Che il calcio fosse sport senza età, beh, eravamo ultra-consapevoli. E' come un quadro a tinte vivaci. Il nonno che porta il nipotino a tirare quattro calci al pallone nel parco. Il verde dei giardini che fa da sfondo ai due che si dribblano a vicenda - nonostante il cinquantennio di diiferenza d'età - e la gioia di coloro che, alla vista di cotanta passione, godono della loro spensieratezza.
Il nonno, nella fattispecie, è un mito. E' un campione che la storia del calcio l'ha semplicemente scritta, di suo pugno. Oggi ha oltre 70 primavere alle spalle, di cui almeno una ventina ornate di prodezze calcistiche. E si chiama Pelè.
Oggi di lui si parla ancora: e non da ex campione, ma da probabile futuro acquisto d'un club professionistico. Si, avete capito bene.

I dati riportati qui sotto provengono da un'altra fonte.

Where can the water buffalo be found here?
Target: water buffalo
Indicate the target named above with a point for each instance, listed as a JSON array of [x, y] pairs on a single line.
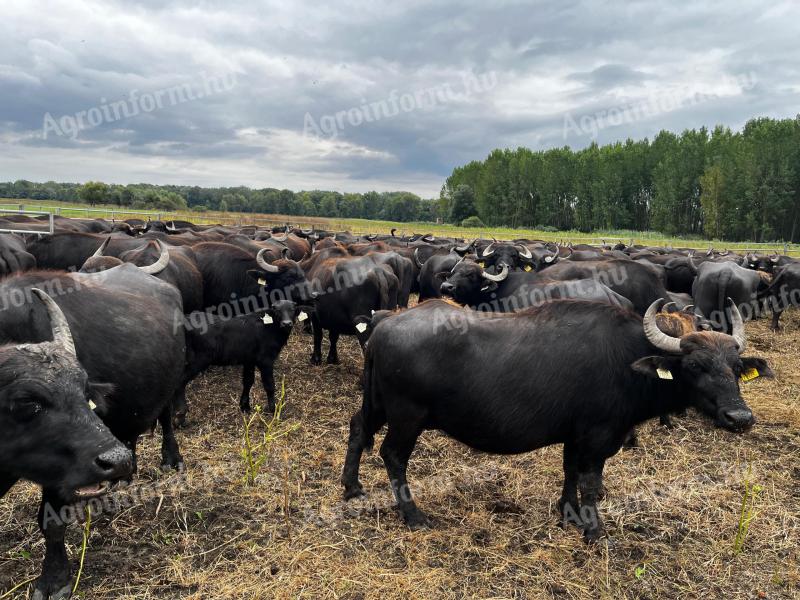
[[463, 373], [251, 340], [50, 435], [470, 284]]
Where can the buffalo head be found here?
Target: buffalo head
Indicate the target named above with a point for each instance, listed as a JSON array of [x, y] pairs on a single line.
[[707, 365], [49, 432]]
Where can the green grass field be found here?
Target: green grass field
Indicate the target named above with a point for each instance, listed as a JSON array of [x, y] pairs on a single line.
[[364, 226]]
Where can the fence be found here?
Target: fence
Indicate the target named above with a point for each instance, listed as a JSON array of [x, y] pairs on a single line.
[[50, 221], [376, 227]]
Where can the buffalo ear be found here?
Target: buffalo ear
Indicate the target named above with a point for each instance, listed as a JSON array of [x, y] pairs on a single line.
[[97, 394], [758, 364], [659, 367], [257, 274]]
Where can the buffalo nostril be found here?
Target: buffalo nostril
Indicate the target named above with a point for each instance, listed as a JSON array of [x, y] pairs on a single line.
[[739, 416], [115, 463]]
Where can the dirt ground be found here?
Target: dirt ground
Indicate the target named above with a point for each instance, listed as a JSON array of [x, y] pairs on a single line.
[[671, 512]]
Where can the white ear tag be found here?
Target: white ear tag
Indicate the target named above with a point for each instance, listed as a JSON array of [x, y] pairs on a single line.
[[664, 373]]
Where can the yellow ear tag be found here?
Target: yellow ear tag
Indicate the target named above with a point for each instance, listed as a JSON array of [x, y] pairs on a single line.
[[664, 373], [750, 374]]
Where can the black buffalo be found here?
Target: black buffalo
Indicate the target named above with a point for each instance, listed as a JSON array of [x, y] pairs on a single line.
[[472, 378], [250, 340], [50, 435], [469, 283]]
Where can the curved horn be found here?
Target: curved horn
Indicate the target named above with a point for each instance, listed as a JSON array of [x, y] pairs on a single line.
[[466, 247], [737, 326], [692, 265], [655, 336], [554, 256], [264, 264], [103, 246], [62, 336], [524, 251], [499, 277], [458, 262], [160, 264], [416, 258]]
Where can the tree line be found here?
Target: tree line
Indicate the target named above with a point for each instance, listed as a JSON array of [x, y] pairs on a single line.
[[742, 185], [390, 206]]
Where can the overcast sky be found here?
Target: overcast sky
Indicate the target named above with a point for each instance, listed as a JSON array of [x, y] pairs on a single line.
[[368, 95]]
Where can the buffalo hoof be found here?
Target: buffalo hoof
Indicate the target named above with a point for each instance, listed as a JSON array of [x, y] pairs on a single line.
[[354, 491], [44, 591], [176, 465], [416, 520], [592, 536]]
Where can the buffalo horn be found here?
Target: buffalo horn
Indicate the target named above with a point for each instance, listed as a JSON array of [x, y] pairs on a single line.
[[62, 336], [655, 336], [264, 264]]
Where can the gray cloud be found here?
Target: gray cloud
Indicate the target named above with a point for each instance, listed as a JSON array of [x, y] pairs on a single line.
[[552, 62]]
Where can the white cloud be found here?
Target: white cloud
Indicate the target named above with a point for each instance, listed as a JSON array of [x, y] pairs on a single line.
[[550, 59]]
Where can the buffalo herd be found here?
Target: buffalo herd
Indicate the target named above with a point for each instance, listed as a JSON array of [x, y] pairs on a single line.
[[513, 345]]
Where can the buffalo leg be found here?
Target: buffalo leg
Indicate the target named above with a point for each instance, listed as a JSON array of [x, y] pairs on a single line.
[[352, 461], [395, 451], [316, 354], [268, 381], [170, 454], [179, 409], [590, 483], [333, 353], [56, 578], [131, 445], [776, 315], [568, 506], [248, 377]]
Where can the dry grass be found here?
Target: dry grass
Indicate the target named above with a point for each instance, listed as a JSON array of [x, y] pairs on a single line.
[[672, 505]]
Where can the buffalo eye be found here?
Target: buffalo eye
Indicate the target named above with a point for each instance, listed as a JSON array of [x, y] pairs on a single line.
[[26, 409]]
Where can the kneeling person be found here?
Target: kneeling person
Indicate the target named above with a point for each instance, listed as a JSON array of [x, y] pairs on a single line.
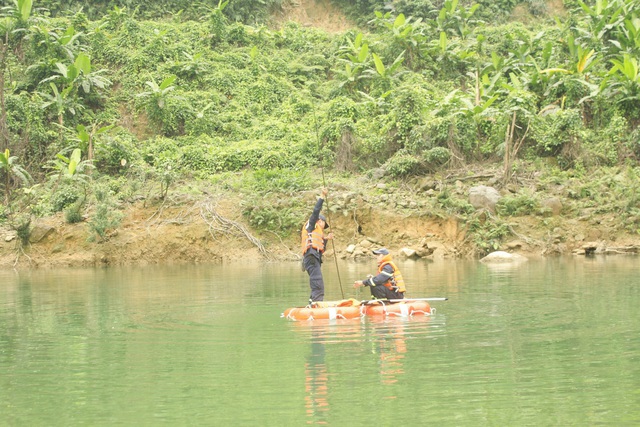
[[388, 283]]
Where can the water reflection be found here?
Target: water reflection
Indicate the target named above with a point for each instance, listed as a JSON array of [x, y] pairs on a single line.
[[380, 342]]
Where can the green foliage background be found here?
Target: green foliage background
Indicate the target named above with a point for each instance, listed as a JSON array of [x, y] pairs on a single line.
[[197, 89]]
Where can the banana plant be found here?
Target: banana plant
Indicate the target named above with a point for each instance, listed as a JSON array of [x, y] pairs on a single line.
[[354, 56], [86, 137], [10, 168], [158, 93], [80, 74], [405, 34], [62, 102], [71, 168]]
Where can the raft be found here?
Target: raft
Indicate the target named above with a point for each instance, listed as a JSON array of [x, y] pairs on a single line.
[[353, 309], [330, 313], [400, 309]]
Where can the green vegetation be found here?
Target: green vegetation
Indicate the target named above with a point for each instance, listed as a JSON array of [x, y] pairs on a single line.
[[150, 94]]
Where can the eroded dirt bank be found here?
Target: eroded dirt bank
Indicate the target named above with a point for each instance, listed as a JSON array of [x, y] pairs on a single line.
[[203, 231]]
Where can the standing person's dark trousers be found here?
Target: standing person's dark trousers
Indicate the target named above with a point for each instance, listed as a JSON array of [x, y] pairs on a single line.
[[312, 266]]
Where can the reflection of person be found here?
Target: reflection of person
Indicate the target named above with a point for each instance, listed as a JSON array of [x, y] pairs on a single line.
[[313, 241], [316, 382], [388, 283]]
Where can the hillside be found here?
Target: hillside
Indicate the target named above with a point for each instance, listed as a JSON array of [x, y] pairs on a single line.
[[171, 140]]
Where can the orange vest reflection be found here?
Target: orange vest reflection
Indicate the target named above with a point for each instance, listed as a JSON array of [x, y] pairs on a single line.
[[316, 385], [392, 348]]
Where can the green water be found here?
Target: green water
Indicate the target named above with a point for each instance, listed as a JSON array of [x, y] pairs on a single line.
[[549, 343]]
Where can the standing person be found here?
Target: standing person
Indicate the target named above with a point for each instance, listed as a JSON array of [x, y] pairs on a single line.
[[313, 241], [388, 283]]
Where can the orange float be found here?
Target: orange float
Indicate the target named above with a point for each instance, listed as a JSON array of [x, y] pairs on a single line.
[[330, 313], [400, 309], [353, 309]]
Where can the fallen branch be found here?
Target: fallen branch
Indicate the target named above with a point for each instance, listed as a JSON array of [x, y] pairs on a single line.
[[224, 225]]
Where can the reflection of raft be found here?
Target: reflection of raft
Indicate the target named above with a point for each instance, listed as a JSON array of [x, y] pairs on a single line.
[[353, 309], [402, 309]]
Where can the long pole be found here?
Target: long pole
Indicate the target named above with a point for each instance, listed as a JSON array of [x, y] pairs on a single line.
[[402, 300], [324, 184]]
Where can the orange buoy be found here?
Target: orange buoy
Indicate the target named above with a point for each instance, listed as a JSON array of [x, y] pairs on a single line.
[[401, 309], [330, 313]]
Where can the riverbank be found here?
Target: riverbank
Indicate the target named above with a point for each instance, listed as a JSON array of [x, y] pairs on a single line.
[[406, 218]]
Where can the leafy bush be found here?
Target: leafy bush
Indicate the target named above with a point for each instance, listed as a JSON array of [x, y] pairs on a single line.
[[403, 164], [551, 132], [105, 217], [64, 196]]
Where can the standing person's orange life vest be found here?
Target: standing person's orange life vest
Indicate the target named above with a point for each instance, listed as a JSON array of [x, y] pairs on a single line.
[[315, 239], [396, 281]]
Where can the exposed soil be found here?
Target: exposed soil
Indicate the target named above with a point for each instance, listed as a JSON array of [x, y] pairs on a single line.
[[201, 230]]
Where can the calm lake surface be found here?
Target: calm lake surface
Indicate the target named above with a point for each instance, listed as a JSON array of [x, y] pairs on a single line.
[[552, 342]]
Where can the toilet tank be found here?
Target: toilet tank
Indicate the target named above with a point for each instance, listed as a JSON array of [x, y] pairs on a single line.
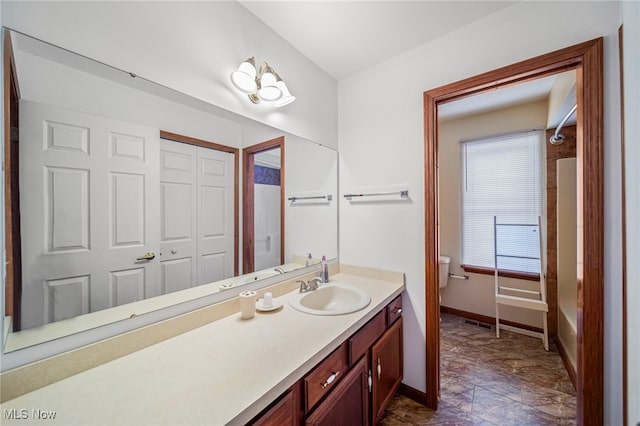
[[444, 270]]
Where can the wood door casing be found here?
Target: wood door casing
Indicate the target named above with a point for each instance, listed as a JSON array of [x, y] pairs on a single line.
[[248, 231], [587, 59]]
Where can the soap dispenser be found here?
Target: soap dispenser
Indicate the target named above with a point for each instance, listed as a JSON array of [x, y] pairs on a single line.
[[324, 270]]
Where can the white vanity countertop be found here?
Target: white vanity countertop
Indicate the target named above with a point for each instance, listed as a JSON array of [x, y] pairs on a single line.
[[224, 372]]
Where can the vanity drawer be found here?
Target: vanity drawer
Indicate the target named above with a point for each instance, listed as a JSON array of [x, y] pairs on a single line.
[[360, 342], [325, 376], [394, 310]]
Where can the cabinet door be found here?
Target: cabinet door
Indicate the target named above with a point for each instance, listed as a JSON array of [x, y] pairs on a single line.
[[347, 404], [386, 364], [281, 414]]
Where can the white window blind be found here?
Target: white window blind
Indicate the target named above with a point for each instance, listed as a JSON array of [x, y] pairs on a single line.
[[501, 176]]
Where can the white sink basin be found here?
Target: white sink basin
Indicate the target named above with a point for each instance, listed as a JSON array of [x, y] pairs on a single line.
[[330, 299]]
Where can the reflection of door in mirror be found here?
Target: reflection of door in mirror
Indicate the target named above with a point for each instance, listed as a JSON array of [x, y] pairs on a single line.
[[263, 220], [109, 218]]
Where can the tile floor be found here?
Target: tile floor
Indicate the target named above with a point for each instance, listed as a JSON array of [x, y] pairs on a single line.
[[490, 381]]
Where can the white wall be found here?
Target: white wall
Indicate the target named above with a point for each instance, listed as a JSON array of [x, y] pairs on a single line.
[[631, 25], [191, 47], [51, 83], [381, 142], [477, 294]]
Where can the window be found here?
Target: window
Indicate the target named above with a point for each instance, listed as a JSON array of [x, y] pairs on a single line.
[[501, 176]]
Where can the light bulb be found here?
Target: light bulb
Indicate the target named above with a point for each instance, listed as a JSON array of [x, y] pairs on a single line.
[[244, 79], [268, 90]]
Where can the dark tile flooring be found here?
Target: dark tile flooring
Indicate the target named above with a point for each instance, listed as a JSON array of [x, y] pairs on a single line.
[[490, 381]]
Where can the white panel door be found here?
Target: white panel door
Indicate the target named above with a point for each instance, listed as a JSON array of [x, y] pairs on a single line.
[[178, 215], [89, 201], [215, 215]]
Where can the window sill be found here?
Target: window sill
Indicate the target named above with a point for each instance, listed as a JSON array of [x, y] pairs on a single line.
[[503, 273]]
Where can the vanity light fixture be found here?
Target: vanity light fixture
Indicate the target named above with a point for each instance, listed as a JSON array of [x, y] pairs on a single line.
[[261, 85]]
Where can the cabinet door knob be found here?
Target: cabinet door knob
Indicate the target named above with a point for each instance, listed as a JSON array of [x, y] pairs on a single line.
[[330, 379]]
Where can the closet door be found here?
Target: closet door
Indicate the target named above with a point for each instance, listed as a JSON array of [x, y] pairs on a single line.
[[88, 204], [178, 215], [197, 215]]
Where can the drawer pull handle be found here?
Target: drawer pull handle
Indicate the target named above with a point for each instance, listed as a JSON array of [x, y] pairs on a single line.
[[330, 380]]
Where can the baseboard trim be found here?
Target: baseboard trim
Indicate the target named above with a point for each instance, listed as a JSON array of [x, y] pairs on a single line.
[[413, 394], [565, 360], [487, 319]]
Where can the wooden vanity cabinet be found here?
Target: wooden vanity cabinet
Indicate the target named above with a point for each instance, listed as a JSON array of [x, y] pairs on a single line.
[[348, 402], [386, 365], [283, 412], [353, 385]]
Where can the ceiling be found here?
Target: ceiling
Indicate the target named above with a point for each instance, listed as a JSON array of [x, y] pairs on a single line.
[[344, 37]]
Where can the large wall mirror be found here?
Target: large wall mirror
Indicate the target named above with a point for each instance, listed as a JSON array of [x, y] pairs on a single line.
[[125, 197]]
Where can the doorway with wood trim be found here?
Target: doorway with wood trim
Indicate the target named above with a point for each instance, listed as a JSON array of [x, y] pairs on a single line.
[[586, 59], [263, 232]]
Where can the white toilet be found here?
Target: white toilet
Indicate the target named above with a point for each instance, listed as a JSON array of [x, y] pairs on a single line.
[[444, 270]]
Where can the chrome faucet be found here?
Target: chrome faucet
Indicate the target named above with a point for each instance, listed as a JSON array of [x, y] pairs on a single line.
[[303, 286], [313, 283]]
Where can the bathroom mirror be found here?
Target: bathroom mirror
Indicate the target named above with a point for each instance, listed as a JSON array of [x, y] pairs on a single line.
[[54, 84]]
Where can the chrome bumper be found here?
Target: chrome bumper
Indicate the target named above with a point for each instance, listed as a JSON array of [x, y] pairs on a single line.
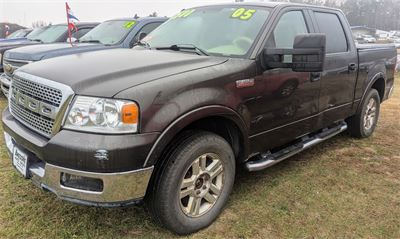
[[119, 189], [5, 83]]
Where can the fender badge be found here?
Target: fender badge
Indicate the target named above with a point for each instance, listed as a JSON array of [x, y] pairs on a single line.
[[8, 68], [101, 155], [244, 83]]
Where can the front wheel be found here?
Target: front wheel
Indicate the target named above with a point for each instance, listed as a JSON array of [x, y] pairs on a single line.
[[195, 184], [363, 124]]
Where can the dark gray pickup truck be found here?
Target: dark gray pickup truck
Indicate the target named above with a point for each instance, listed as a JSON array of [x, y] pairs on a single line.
[[213, 88], [118, 33]]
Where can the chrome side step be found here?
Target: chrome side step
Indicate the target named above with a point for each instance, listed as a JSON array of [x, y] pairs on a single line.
[[267, 160]]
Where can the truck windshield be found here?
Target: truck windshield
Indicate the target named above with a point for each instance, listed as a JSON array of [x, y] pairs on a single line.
[[51, 34], [17, 34], [109, 32], [216, 30]]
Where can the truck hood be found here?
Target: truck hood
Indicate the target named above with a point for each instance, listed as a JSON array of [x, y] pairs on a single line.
[[5, 40], [10, 45], [17, 42], [45, 51], [105, 73]]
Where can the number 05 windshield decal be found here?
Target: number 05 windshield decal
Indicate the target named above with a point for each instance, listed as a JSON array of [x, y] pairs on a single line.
[[243, 13], [184, 13]]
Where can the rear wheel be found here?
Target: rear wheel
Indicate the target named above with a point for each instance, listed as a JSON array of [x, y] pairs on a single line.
[[195, 183], [363, 124]]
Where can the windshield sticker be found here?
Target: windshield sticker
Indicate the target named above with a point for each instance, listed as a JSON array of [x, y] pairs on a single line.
[[243, 14], [129, 24], [184, 13]]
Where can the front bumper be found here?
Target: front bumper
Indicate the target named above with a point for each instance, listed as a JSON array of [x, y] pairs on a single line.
[[118, 189], [120, 186], [5, 83]]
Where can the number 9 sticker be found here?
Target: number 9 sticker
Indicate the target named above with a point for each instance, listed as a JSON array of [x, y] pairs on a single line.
[[243, 14]]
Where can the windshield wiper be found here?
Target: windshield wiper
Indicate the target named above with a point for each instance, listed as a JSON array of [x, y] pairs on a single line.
[[38, 40], [89, 41], [142, 43], [180, 47]]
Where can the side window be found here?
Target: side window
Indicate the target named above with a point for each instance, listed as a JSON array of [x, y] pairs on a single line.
[[329, 24], [289, 26], [81, 32]]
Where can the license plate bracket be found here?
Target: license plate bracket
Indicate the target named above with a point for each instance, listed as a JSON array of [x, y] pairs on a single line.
[[20, 161]]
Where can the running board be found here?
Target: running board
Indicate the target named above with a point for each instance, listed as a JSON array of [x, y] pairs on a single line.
[[267, 160]]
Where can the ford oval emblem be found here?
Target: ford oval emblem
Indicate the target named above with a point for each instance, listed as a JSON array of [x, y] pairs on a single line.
[[101, 155]]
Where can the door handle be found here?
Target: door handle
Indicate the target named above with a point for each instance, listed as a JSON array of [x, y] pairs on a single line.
[[352, 67], [315, 76]]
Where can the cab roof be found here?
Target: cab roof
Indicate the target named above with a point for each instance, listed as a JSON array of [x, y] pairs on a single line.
[[268, 4], [138, 19]]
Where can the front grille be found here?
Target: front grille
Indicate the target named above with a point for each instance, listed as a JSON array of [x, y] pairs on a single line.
[[37, 122], [37, 102], [38, 91]]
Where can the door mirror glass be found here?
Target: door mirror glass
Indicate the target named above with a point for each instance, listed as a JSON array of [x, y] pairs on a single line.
[[73, 39], [307, 55], [142, 35]]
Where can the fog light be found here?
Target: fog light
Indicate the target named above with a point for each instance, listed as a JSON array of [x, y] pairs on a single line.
[[82, 183]]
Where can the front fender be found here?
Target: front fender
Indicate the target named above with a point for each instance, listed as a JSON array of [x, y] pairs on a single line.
[[183, 121]]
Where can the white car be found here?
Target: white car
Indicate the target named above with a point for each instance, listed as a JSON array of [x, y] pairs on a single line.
[[397, 42]]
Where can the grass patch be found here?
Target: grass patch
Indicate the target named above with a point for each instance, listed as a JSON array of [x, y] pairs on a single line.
[[342, 188]]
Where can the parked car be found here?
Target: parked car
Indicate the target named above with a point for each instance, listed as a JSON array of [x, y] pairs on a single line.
[[31, 35], [170, 120], [21, 33], [369, 39], [50, 34], [396, 42], [118, 33]]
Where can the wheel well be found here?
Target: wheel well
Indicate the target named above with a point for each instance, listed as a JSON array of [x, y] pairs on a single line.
[[223, 127], [379, 85]]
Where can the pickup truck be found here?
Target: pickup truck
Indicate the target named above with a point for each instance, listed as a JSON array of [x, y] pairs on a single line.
[[17, 35], [118, 33], [212, 89], [49, 34]]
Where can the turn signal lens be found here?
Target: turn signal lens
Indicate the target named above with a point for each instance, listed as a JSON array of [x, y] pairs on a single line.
[[130, 114]]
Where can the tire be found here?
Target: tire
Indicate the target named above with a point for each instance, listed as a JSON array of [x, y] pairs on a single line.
[[184, 174], [363, 124]]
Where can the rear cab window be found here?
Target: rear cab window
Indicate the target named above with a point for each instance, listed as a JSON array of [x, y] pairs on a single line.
[[330, 24]]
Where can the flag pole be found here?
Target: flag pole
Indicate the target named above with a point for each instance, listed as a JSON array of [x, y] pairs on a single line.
[[69, 29]]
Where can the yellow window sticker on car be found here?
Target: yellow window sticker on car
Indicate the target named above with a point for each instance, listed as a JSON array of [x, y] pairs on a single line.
[[243, 13], [184, 13], [129, 24]]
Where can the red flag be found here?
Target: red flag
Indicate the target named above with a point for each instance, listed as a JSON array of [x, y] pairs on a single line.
[[71, 19]]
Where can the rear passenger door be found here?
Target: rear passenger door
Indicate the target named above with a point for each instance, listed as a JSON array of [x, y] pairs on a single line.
[[288, 103], [340, 71]]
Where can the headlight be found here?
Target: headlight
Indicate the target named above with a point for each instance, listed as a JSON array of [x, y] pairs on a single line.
[[103, 115]]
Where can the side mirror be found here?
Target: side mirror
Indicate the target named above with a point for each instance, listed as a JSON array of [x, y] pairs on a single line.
[[307, 55], [73, 39], [142, 35]]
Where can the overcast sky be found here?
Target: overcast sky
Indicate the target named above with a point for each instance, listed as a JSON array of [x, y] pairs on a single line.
[[24, 12]]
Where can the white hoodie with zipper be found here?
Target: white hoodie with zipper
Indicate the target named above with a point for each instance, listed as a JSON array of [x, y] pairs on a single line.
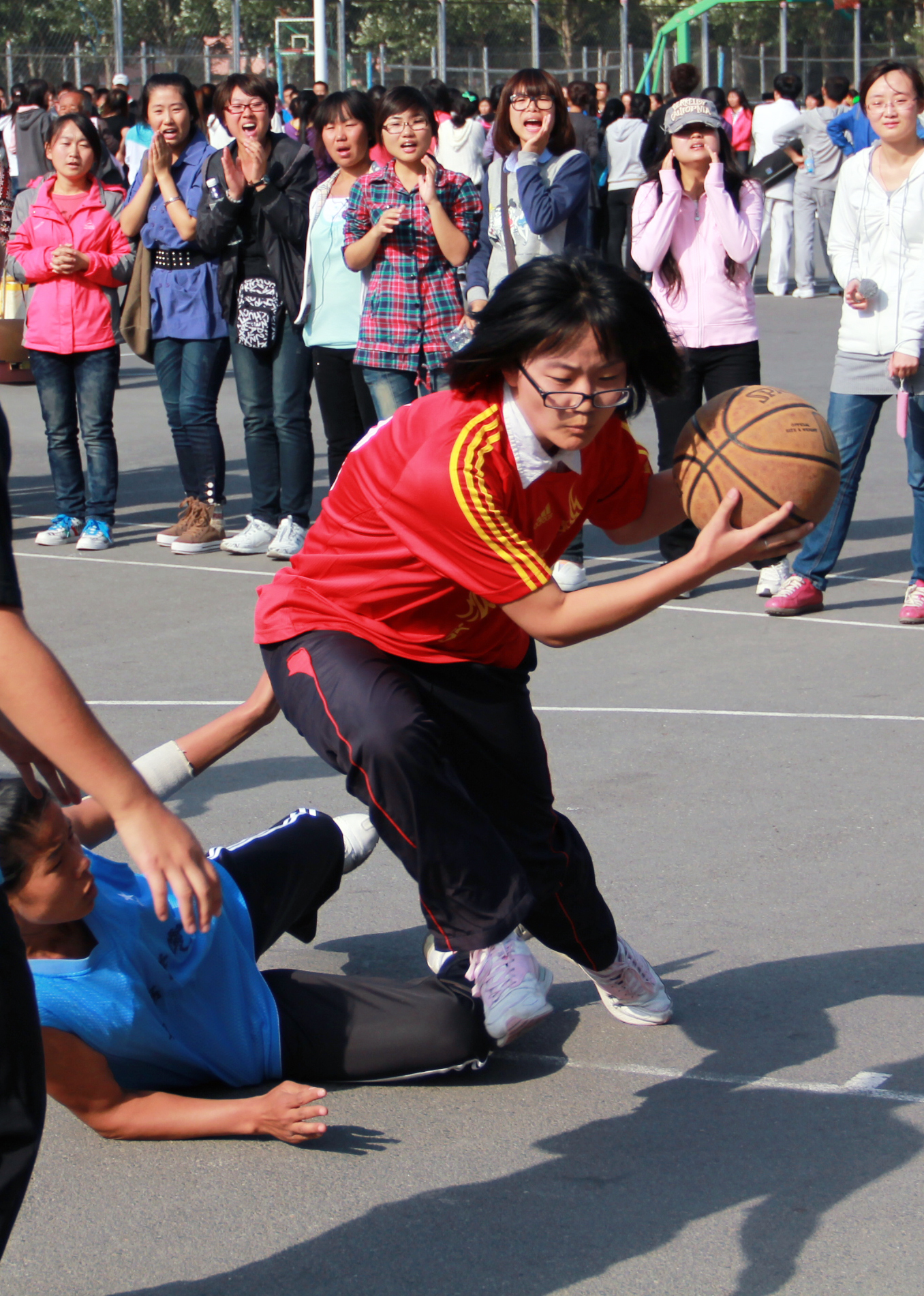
[[880, 236]]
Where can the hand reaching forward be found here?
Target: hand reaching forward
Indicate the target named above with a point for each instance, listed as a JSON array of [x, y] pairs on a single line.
[[290, 1112]]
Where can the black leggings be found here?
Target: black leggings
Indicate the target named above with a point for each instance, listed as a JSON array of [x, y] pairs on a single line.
[[339, 1028], [709, 370], [346, 406]]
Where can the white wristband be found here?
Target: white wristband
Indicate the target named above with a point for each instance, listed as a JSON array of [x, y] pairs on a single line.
[[165, 770]]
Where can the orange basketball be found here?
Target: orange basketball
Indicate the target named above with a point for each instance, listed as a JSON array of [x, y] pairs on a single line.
[[771, 445]]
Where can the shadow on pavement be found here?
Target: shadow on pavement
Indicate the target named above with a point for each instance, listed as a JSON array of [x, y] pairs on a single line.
[[625, 1186]]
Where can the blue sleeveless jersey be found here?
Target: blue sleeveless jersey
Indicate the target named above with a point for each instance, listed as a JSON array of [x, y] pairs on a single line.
[[165, 1008]]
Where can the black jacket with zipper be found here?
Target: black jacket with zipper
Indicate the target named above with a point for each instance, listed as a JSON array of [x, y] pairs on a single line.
[[281, 221]]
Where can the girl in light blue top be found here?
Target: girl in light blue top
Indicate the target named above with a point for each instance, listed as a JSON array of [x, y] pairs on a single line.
[[332, 301]]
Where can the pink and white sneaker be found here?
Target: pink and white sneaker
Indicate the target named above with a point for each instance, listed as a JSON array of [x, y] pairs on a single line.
[[512, 988], [797, 595], [912, 612], [632, 991]]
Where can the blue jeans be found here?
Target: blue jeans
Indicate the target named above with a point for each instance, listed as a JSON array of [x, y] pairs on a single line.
[[189, 375], [274, 388], [78, 390], [853, 422], [395, 388]]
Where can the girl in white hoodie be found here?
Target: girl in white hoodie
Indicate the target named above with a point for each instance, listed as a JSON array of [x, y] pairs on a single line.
[[461, 142], [876, 248]]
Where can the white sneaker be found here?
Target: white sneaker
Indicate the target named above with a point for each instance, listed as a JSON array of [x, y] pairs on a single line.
[[512, 988], [569, 576], [771, 580], [63, 530], [288, 541], [632, 991], [96, 534], [359, 839], [256, 538]]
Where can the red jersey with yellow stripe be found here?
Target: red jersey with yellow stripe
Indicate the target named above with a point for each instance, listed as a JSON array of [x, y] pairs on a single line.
[[428, 530]]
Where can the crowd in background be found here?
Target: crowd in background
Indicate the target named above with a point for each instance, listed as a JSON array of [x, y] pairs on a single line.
[[350, 241]]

Perchè pare che, in occasione del prossimo Mondiale per club in Giappone, Luis Alvaro de Oliveira Ribeiro, Presidente del Santos vincitore della Coppa Libertadores, abbia deciso di chiamare in campo addirittura...Pelè. Per solo due partite, per carità, e solo per qualche istante. ma poco cambia.
"Pensate che bello se entrasse e segnasse un rigore", ha detto il Presidente. Che bello? ...Un sogno, aggiungerei io.
Ed un sogno, probabilmente, il tutto rimarrà, considerato che sarà necessario - e soprattutto assai problematico - trovare un medico che conceda a Pelé il nullaosta per il tesseramento.
Ma poco importa. Sogno o meno, realtà o immaginazione, noi lo immaginiamo in campo, anche a 70 anni suonati. A mettere in rete i palloni magari servitigli da Neymar. Un pò come faceva 50 anni fa.
E nipote di Pelè potrebbe anche essere il nuovo baby-fenomeno del calcio mondiale. Si chiama Tomy Angel, ha 62 anni in meno di Pelè, è colombiano, ed ha il calcio nel DNA. E' figlio di Juan Angel, ex cannoniere dell'Aston Villa, ed oggi ariete dei Los Angeles Galaxy.
Papà Juan avrebbe già oggi ricevuto le offerte di decine di club: ma, per il momento, com'è giusto che sia, del piccolo Tomy si sentirà solo parlare per le prodezze regalate ai nostri occhi nei campi amatoriali contro i suoi coetanei.
E' per questo che vi chiediamo, come se fosse un sogno, di chiudere gli occhi. Anzi, no, al contrario: di spalancarli. Perchè ne vale proprio la pena. Ed immaginare, un pò come nel più bello dei quadri che dicevamo prima, il vecchio ed il bambino andare sotto porta, spalla a spalla, fianco a fianco, passandosi vicendevolmente la palla. Entrambi con quella smisurata dose di classe e di godereccia passione pallonara che prescinde da ogni cosa. Soprattutto dall'età. Perchè nella vita, come anche nel mondo del calcio, essa è solo un numero su una carta d'identità.